Monday, May 6, 2013

How to Start an LLC


Setting up a limited liability company or LLC is so easy contrary to what others think. There are fewer documents that are required to be passed in order to establish the business and there are also simple processes involved. But in order to understand the process involved in starting a limited company, you should know first what the features of the company are.

What is a limited liability company?

A limited liability company is one of the business structures in which it features a combination of partnership and corporation. It has the legal protection of owners' personal assets and the creditors cannot pursue them during bankruptcy like corporations. Aside from the protection of assets, the LLC also enjoys tax and operational benefits of partnerships. This means that there is only one level of taxation unlike in corporations where the company is taxed at a business level and the shareholders are also taxed for their dividends.

What are the requirements of starting an LLC?

Although the limited liability company is a hybrid business structure, establishing one is very easy. The law only requires one document to be passed by the company but there may be other requirements depending on the state where the business will be established. The only document required is the Articles of Organization.

The Articles of Organization

This is the basic document of the company. Some states call this document "certificate of formation" or "certificate of organization". Important information about the company is stated in this document such as business name, owners or members, duration of the business, name of the registered agent and the corresponding address, purpose of the company, and managers' names and addresses, if applicable.

There is a filing fee for the Articles of Organization and the price depends on the state. The fee may range from $100 to $800. There may be other fees that the state may require so it is best to consult first the LLC filing office before processing the document. This is a disadvantage compared to partnership or sole proprietorship.

Operating Agreement

This document is not required by law but may be required by some states. This document indicates how the company will be managed and the organizational structure of the LLC. It is important to have this document before the company operates in order to avoid confusion within the organization.

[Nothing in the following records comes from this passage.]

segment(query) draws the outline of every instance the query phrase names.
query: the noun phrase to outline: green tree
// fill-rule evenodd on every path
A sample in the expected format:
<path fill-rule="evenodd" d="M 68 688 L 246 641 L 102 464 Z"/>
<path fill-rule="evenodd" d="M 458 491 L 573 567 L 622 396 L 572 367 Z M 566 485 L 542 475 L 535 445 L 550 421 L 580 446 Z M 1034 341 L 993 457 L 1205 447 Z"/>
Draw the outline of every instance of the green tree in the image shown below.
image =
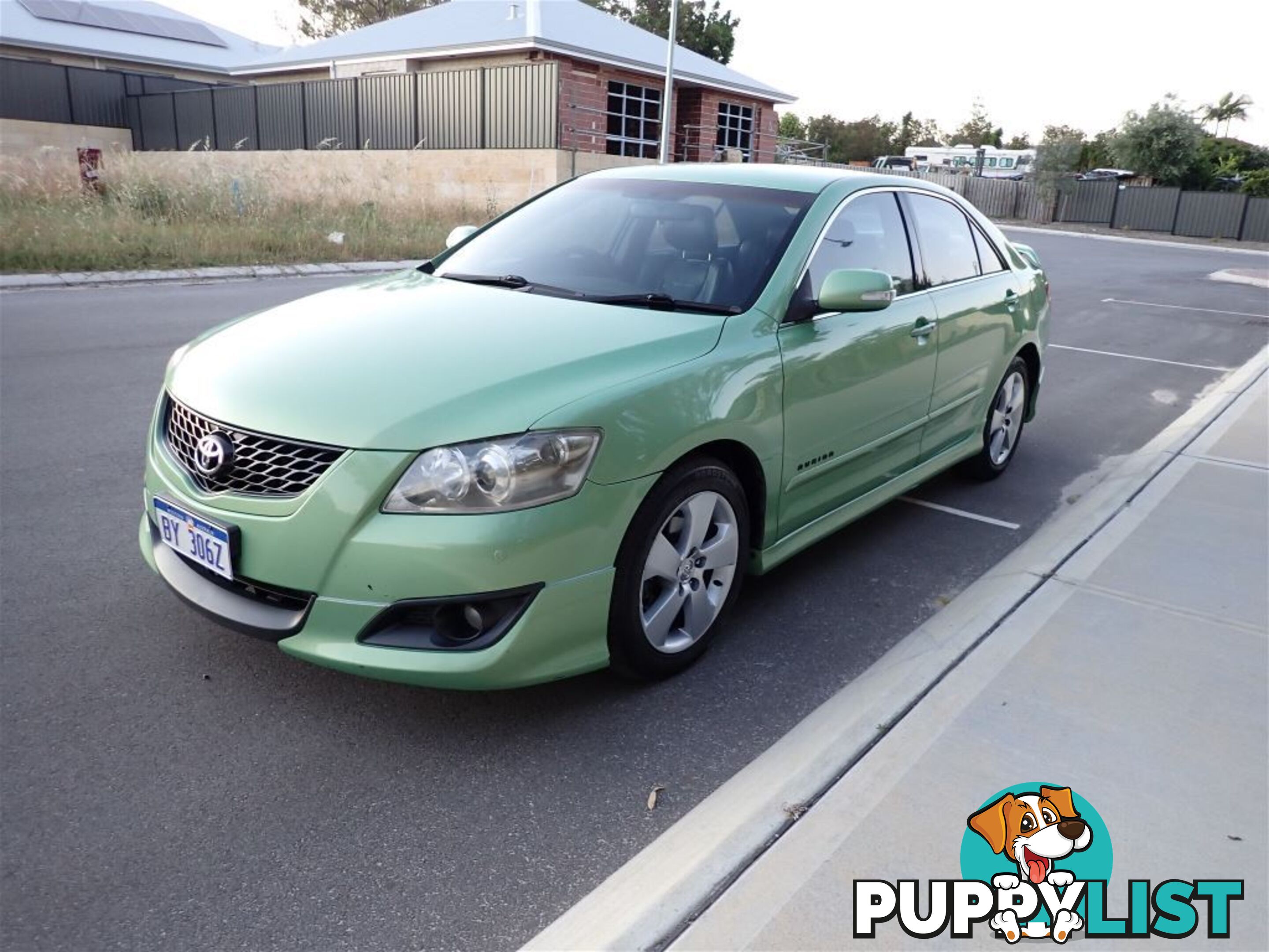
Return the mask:
<path fill-rule="evenodd" d="M 872 161 L 879 155 L 895 151 L 898 127 L 882 122 L 879 116 L 868 116 L 854 122 L 843 122 L 835 116 L 819 116 L 806 124 L 806 137 L 829 146 L 829 161 Z"/>
<path fill-rule="evenodd" d="M 921 122 L 911 112 L 904 113 L 898 121 L 898 132 L 895 135 L 893 147 L 896 154 L 902 154 L 909 146 L 938 146 L 943 145 L 943 133 L 939 132 L 934 119 Z"/>
<path fill-rule="evenodd" d="M 670 0 L 584 0 L 627 23 L 670 36 Z M 720 0 L 680 0 L 678 44 L 721 63 L 731 61 L 740 19 L 723 10 Z"/>
<path fill-rule="evenodd" d="M 975 100 L 973 112 L 970 113 L 970 118 L 952 133 L 952 145 L 968 143 L 971 146 L 996 146 L 999 149 L 1004 132 L 1003 128 L 991 123 L 991 118 L 987 116 L 987 110 L 982 107 L 982 103 Z"/>
<path fill-rule="evenodd" d="M 1052 182 L 1080 169 L 1084 132 L 1072 126 L 1046 126 L 1036 149 L 1036 174 Z"/>
<path fill-rule="evenodd" d="M 1155 103 L 1145 116 L 1129 112 L 1112 143 L 1115 161 L 1161 185 L 1184 184 L 1199 157 L 1203 128 L 1173 95 Z"/>
<path fill-rule="evenodd" d="M 299 32 L 324 39 L 439 3 L 444 0 L 299 0 Z"/>
<path fill-rule="evenodd" d="M 1114 152 L 1110 150 L 1115 131 L 1105 129 L 1090 140 L 1085 140 L 1080 150 L 1080 169 L 1105 169 L 1114 165 Z"/>
<path fill-rule="evenodd" d="M 1242 190 L 1253 198 L 1269 198 L 1269 169 L 1253 169 L 1244 175 Z"/>
<path fill-rule="evenodd" d="M 1247 118 L 1247 107 L 1251 105 L 1251 96 L 1235 96 L 1232 91 L 1226 93 L 1214 103 L 1200 107 L 1203 121 L 1212 123 L 1212 133 L 1221 135 L 1221 123 L 1225 123 L 1225 135 L 1230 135 L 1230 123 L 1235 119 Z"/>
<path fill-rule="evenodd" d="M 784 138 L 806 138 L 806 123 L 797 113 L 780 116 L 780 135 Z"/>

The Operating Agreement sets out rules for ownership of the company. This includes members' rights and responsibilities, percentage interest in the business, management of the organization, allocation of profits and losses, and certain provisions such as "buy-sell" in case one of the members dies, becomes disabled or leaves the company. Such provisions are important because the life of the company is affected if one of the members leaves the LLC.

Publication requirements

There are some states that require the company to publish a notice in a local newspaper stating the intention of establishment. In case this is required, the notice should be published several times for several weeks, depending on what the filing office will require. After the specified period, an affidavit of publication should be passed to complete the filing of the company.